DeepFlow uses Spot Instances to speed up GitHub Action exploration

#cirun #aws #spot #githubaction

Github Action makes the CI process of projects hosted in Github very convenient, but the runner configuration of 2C7G provided by Github by default is too low, and it will be very slow to run some large-scale project compilation tasks. This article is DeepFlow using public cloud high-end cheap Spot instances to accelerate Action After a series of explorations, we finally found an ideal solution to solve all the requirements of performance, cost, ARM, etc., and hope it will be useful to you.
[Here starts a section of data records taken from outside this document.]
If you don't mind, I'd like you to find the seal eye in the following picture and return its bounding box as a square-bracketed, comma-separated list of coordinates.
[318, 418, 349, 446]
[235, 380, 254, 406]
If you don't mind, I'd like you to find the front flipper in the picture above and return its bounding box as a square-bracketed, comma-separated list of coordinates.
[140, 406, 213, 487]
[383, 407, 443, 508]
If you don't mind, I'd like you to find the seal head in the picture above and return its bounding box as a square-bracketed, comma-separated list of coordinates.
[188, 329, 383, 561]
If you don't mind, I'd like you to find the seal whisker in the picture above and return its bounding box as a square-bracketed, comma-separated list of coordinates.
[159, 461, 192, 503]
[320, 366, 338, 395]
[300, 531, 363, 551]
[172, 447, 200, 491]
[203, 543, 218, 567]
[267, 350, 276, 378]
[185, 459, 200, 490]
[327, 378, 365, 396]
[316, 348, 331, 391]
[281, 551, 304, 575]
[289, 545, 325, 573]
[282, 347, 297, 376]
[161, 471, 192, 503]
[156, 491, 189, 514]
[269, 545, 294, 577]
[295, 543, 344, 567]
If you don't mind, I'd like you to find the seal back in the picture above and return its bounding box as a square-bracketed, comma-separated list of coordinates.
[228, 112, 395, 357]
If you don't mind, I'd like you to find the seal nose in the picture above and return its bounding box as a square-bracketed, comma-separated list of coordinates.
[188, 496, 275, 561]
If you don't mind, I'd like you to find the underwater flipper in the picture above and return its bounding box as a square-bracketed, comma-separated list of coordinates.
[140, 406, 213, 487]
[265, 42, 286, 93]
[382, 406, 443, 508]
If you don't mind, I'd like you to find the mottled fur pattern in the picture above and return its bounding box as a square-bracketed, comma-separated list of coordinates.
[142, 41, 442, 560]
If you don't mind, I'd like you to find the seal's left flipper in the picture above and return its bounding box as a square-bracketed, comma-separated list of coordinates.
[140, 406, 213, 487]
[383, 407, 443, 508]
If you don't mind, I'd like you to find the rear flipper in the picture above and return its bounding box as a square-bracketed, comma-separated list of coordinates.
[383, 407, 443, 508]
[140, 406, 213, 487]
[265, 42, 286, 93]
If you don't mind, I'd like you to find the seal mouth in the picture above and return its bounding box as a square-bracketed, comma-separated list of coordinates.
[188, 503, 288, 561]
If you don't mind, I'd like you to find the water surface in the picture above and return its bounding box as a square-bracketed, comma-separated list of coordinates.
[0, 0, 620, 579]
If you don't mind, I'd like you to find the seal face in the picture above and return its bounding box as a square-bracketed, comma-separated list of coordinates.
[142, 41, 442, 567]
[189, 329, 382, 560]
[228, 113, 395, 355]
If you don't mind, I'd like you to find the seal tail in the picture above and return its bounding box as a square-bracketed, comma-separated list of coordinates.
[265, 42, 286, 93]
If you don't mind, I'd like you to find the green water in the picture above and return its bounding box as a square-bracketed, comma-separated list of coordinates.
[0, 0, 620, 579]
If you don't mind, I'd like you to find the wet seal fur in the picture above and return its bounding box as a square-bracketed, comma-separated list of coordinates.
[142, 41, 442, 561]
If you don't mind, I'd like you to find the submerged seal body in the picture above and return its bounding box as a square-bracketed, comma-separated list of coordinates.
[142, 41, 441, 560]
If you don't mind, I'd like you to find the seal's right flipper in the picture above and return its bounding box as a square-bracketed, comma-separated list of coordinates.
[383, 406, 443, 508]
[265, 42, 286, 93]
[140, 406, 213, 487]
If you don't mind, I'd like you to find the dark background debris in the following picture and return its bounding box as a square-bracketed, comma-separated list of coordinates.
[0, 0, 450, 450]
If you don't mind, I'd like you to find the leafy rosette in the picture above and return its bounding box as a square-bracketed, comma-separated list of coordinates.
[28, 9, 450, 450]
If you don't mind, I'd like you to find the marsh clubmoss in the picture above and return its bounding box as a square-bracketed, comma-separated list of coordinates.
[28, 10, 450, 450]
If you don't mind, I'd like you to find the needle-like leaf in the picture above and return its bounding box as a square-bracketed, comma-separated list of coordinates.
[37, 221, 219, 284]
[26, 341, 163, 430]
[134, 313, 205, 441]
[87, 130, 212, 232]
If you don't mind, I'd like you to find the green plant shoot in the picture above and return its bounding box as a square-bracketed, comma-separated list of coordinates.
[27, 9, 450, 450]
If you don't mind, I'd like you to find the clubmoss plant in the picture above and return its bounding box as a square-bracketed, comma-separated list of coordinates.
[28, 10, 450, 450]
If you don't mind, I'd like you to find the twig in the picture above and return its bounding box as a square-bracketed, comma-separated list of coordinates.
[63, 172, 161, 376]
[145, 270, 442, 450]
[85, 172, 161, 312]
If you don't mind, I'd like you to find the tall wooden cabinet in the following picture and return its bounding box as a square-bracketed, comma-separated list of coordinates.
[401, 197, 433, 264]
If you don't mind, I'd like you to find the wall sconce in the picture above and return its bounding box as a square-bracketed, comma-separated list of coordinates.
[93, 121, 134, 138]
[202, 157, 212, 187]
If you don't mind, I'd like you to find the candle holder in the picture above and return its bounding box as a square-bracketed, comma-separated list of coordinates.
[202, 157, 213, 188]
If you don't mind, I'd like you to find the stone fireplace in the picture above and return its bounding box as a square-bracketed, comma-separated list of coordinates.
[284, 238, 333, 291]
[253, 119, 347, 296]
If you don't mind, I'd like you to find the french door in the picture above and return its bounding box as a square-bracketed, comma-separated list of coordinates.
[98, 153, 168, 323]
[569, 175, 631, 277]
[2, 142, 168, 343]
0x0: Problems with GitHub Actions

Since the DeepFlow open source code was pushed to GitHub, we encountered the problem that GitHub Action took too long to compile tasks due to the low managed Runner configuration. Before that, the Alibaba Cloud 32C ECI Spot instance used by our internal GitLab CI took a few minutes. You can run all the jobs (the specific method will be introduced in a separate article later). After seeing the changes brought by the Spot instance to our GitLab CI, the GitHub Action of DeepFlow has been looking for a way from the first day of its launch. Each Job is assigned an independent Runner and supports the solution of the X86/ARM64 architecture, but this process is not smooth, and after 5 versions before and after, an ideal solution is finally found.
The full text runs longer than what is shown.